Siyasi nedenlerle kaybedilen yakınlarını bulabilmek amacıyla 24 yıl önce başlattıkları mücadeleyi, bir aradan sonra yeniden başlatan Cumartesi Anneleri, Galatasaray Lisesi önünde yaptıkları oturma eyleminin üçüncüsünde "BOTAŞ asit kuyularının ve toplu mezarların" açılmasını talep ettiler.
İnsan Hakları Derneği (İHD) İstanbul Şubesi'nin, Gözaltında Kayıplar Komisyonu aracılığıyla katıldığı eyleme Demokratik Toplum Partisi (DTP) milletvekili Sebahat Tuncel, dansçı Zeynep Tanbay, aktivist Garo Paylan, gazeteci Nadire Mater ve yayıncılar Ragıp Zarakolu ile Necati Abay da destek verdiler.
Yıldız: Yıllardır karanfiller ellerimizde kurudu
Yaklaşık 50 kayıp yakınının yer aldığı sessiz oturma eyleminde konuşan Hanife Yıldız, oğlu Murat Yıldız'ı kendi elleriyle karakola teslim ettiğini ifade ederek, "Bugüne kadar devlete ve insanlığa seslendik ancak devlet sesimizi duymadı. Yıllardır burada bize verilen karanfiller, çiçekler ellerimizde kurudu" sözleriyle acısını dile getirdi.
"Oğlum adli bir nedenle aranıyordu, onu bir avukatla birlikte kendim Bornova Polis Karakolu'na teslim ettim. Oğlumu tekrar sormaya gittiğimde silah göstermek üzere feribotla İstanbul'a giderken Murat'ın kendini denize attığını söylediler. İnanmıyorum."
Tuncel: Kuyu ve toplu mezarları açın
Ardından söz alan DTP milletvekili Tuncel, Ergenekon Davası'nın bir aklama noktası haline geldiğini savunarak, Silopi'deki BOTAŞ kuyularının ve toplu mezarların açılmasının istedi.
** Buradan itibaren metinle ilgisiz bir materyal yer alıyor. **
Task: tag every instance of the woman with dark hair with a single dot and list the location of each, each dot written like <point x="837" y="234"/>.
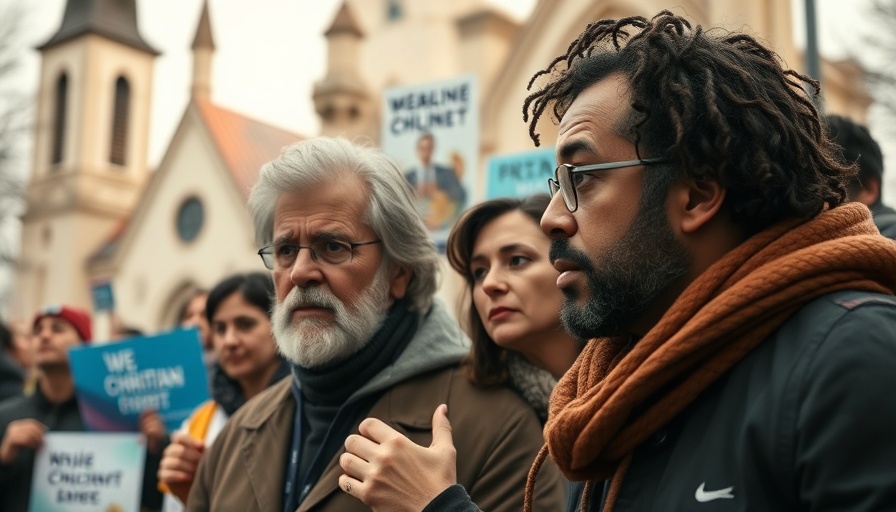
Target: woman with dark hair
<point x="513" y="316"/>
<point x="238" y="314"/>
<point x="513" y="320"/>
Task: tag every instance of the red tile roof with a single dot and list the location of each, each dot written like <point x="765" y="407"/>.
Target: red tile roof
<point x="243" y="143"/>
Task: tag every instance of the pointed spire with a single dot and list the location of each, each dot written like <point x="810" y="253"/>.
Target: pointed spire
<point x="114" y="19"/>
<point x="204" y="37"/>
<point x="344" y="22"/>
<point x="203" y="50"/>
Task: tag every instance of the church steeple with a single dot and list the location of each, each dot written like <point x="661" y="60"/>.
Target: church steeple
<point x="203" y="50"/>
<point x="342" y="98"/>
<point x="115" y="19"/>
<point x="91" y="138"/>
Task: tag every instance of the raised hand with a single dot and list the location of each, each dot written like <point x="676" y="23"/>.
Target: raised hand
<point x="152" y="426"/>
<point x="179" y="463"/>
<point x="27" y="433"/>
<point x="390" y="473"/>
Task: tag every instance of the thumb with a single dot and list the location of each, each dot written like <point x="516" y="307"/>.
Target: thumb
<point x="441" y="427"/>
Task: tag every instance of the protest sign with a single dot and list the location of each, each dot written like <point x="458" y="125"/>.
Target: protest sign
<point x="88" y="472"/>
<point x="116" y="382"/>
<point x="432" y="131"/>
<point x="520" y="174"/>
Tuncel, yıllardır uğruna çabaladıkları gibi Türkiye'nin karanlık yüzünün ortaya çıkmasından sonra bir demokrasi mücadelesine başlanabileceğini kaydetti; "Kayıp annelerine teşekkür ediyoruz, ara verdiler ama daima birarada kalarak mücadelelerini verdiler" dedi.
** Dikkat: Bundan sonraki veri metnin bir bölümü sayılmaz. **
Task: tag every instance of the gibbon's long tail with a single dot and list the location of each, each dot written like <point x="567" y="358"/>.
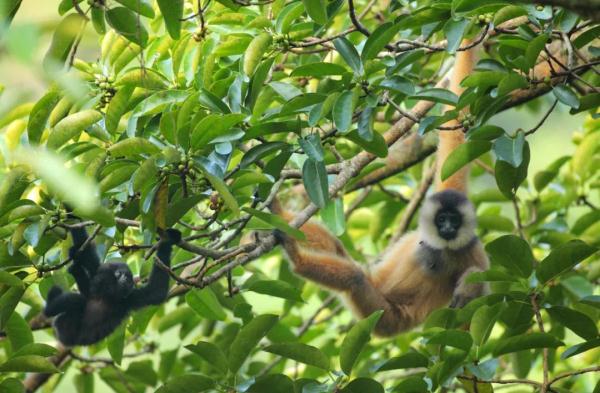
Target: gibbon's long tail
<point x="450" y="140"/>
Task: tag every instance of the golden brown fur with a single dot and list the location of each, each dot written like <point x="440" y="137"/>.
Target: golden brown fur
<point x="421" y="272"/>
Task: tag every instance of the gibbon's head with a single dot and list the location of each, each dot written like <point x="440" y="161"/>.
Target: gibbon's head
<point x="447" y="220"/>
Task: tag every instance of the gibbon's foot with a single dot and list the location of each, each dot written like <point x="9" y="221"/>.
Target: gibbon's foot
<point x="280" y="236"/>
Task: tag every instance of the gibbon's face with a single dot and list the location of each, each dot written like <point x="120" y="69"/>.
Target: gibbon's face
<point x="447" y="220"/>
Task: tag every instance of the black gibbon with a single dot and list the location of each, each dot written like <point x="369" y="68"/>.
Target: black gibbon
<point x="106" y="292"/>
<point x="425" y="270"/>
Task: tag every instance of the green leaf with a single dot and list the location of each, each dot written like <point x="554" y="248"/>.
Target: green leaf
<point x="30" y="364"/>
<point x="580" y="348"/>
<point x="463" y="155"/>
<point x="509" y="178"/>
<point x="355" y="340"/>
<point x="513" y="253"/>
<point x="578" y="322"/>
<point x="363" y="385"/>
<point x="248" y="338"/>
<point x="65" y="182"/>
<point x="342" y="111"/>
<point x="132" y="147"/>
<point x="317" y="10"/>
<point x="314" y="176"/>
<point x="349" y="53"/>
<point x="39" y="115"/>
<point x="210" y="353"/>
<point x="437" y="95"/>
<point x="187" y="383"/>
<point x="562" y="259"/>
<point x="255" y="51"/>
<point x="125" y="22"/>
<point x="62" y="40"/>
<point x="276" y="222"/>
<point x="526" y="341"/>
<point x="453" y="338"/>
<point x="319" y="70"/>
<point x="213" y="126"/>
<point x="454" y="31"/>
<point x="276" y="288"/>
<point x="302" y="353"/>
<point x="333" y="216"/>
<point x="408" y="360"/>
<point x="71" y="126"/>
<point x="566" y="95"/>
<point x="142" y="7"/>
<point x="378" y="39"/>
<point x="483" y="321"/>
<point x="205" y="303"/>
<point x="115" y="343"/>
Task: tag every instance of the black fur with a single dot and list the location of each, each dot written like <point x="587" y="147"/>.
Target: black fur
<point x="106" y="292"/>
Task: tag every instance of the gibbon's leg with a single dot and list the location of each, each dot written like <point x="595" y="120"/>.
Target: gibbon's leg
<point x="343" y="275"/>
<point x="465" y="292"/>
<point x="59" y="302"/>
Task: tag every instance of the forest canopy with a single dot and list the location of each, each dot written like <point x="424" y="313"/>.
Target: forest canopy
<point x="196" y="115"/>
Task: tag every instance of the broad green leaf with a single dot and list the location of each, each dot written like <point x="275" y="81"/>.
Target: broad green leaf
<point x="205" y="303"/>
<point x="483" y="321"/>
<point x="408" y="360"/>
<point x="437" y="95"/>
<point x="302" y="353"/>
<point x="342" y="111"/>
<point x="463" y="155"/>
<point x="566" y="95"/>
<point x="71" y="126"/>
<point x="187" y="383"/>
<point x="220" y="186"/>
<point x="378" y="39"/>
<point x="513" y="253"/>
<point x="317" y="10"/>
<point x="210" y="353"/>
<point x="39" y="115"/>
<point x="526" y="341"/>
<point x="132" y="147"/>
<point x="453" y="338"/>
<point x="355" y="340"/>
<point x="509" y="178"/>
<point x="213" y="126"/>
<point x="578" y="322"/>
<point x="314" y="176"/>
<point x="311" y="145"/>
<point x="115" y="343"/>
<point x="276" y="288"/>
<point x="580" y="348"/>
<point x="454" y="31"/>
<point x="255" y="51"/>
<point x="349" y="53"/>
<point x="67" y="183"/>
<point x="562" y="259"/>
<point x="125" y="22"/>
<point x="62" y="40"/>
<point x="317" y="70"/>
<point x="333" y="216"/>
<point x="248" y="338"/>
<point x="276" y="222"/>
<point x="363" y="385"/>
<point x="29" y="363"/>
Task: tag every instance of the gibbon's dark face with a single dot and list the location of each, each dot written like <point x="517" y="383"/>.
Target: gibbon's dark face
<point x="448" y="221"/>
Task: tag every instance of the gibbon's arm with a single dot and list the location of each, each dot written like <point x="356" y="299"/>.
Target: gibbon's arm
<point x="157" y="288"/>
<point x="450" y="140"/>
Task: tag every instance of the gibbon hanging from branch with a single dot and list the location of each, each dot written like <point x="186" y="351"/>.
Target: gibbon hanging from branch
<point x="425" y="269"/>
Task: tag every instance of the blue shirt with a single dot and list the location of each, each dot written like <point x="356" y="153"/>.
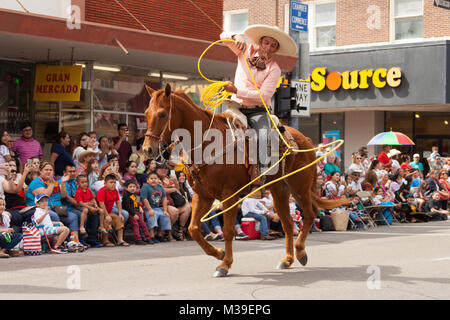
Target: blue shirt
<point x="71" y="188"/>
<point x="416" y="165"/>
<point x="153" y="195"/>
<point x="64" y="157"/>
<point x="55" y="198"/>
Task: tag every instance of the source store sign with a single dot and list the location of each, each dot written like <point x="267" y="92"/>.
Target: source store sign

İHD İstanbul Şubesi adına kaleme alınan bir basın bildirisini okuyan dans sanatçısı Zeynep Tanbay, Ergenekon Davası'nın, yetersiz de olsa, bazı gerçeklerin ve devletin yapısının resmi ağızlardan itirafı olması açısından önemli olduğu kaydetti.
Diyarbakır'ın Kulp İlçesi'nde daha dün yıllardır dile getirilen bir gerçeğin daha ortaya çıktığını, bir toplu mezarda bulunan insan kemiklerinin üzerindeki incelemelerin "kayıp" olduğu olarak bilinen Bulut Ailesi'nin fertleri Ali, Ekrem ve Ramazan Bulut'a ait olduğunun belirlendiğini söyledi.
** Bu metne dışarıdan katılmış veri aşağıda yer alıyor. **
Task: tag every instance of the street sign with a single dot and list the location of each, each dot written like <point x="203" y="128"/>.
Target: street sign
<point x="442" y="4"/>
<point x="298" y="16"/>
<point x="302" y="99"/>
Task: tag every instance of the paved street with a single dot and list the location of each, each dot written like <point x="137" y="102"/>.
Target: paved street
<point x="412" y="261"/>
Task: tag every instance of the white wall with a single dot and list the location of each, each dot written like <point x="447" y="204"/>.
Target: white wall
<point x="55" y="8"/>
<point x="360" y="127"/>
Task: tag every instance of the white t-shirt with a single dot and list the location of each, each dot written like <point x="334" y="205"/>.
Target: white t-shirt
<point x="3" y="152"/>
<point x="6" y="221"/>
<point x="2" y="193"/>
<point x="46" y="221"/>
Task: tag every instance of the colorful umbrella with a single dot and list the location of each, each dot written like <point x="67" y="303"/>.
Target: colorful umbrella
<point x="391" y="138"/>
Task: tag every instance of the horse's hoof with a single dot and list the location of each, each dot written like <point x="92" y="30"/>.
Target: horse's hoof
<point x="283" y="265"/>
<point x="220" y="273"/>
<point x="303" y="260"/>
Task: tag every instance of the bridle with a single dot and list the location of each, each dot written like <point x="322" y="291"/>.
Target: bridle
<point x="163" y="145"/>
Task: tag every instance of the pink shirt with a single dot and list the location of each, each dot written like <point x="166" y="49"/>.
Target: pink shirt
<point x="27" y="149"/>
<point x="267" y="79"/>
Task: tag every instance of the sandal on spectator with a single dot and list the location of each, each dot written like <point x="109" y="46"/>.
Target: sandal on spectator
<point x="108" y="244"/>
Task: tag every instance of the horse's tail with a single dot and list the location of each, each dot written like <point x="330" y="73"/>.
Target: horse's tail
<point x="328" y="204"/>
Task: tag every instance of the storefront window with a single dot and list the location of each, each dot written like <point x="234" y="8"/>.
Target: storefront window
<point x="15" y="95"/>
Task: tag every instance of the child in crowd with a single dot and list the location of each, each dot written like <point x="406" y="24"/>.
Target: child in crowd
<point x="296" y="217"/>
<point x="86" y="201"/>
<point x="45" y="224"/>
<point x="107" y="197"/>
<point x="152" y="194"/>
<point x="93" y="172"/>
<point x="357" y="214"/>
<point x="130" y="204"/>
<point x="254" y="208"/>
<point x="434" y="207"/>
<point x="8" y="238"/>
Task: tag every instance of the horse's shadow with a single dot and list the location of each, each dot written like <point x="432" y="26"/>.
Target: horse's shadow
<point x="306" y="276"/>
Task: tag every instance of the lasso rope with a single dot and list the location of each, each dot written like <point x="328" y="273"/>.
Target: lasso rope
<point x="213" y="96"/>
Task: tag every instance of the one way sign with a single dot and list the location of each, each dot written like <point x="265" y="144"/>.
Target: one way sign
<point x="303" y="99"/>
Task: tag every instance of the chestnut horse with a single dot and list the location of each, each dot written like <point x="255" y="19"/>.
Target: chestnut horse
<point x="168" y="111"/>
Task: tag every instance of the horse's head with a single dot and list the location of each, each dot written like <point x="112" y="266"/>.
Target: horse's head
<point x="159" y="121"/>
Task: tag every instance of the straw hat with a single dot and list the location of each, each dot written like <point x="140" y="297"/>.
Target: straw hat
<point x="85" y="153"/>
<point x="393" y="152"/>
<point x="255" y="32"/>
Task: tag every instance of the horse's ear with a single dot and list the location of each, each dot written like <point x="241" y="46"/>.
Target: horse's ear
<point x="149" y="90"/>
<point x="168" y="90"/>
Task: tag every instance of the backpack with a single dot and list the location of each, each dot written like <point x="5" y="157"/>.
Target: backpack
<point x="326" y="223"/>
Tanbay, "Ölüm kuyularının ve toplu mezarların açılması talepleri bugüne kadar kabul edilmedi. Devlet bu talepleri reddederken gerçeklerin ortaya çıkmasını engellemeyi amaçlıyor" dedi ve sözlerini şöyle tamamladı:
"İtalya'da Gladyo'ya karşı yürüyen milyonlarca insan Gladyo'yu çökertti. Bizler de insanlarımızı katleden, insanlarımızı gözaltında kaybeden, köylerimizi yakan, tecavüz eden bu kirli yapı biz çoğaldıkça çözülecektir."
Cumartesi anneleri
Cumartesi oturmaları, Emine Ocak'ın oğlu Hasan Ocak'ın 21 Mart 1995'te gözaltına alınması ve 55 gün sonra işkenceyle öldürülmüş bedeninin kimsesizler mezarlığında bulunmasıyla başlamıştı.
1995'ten 1999'a kadar süren protestolarının son yedi ayında güvenlik güçlerinin engellemeleri ve saldırılarıyla karşılaşmış ve çoğunlukla Cumartesi gecelerini gözaltında geçirmek zorunda kalmışlardı.
Kimi kayıp yakınlarının başlattığı hukuki süreçte failler yargılanamamış, iç hukuk yolları tıkanıp da AİHM'e başvurulduğundaysa Türkiye hakkında mahkumiyet kararları verilmişti. (EÖ)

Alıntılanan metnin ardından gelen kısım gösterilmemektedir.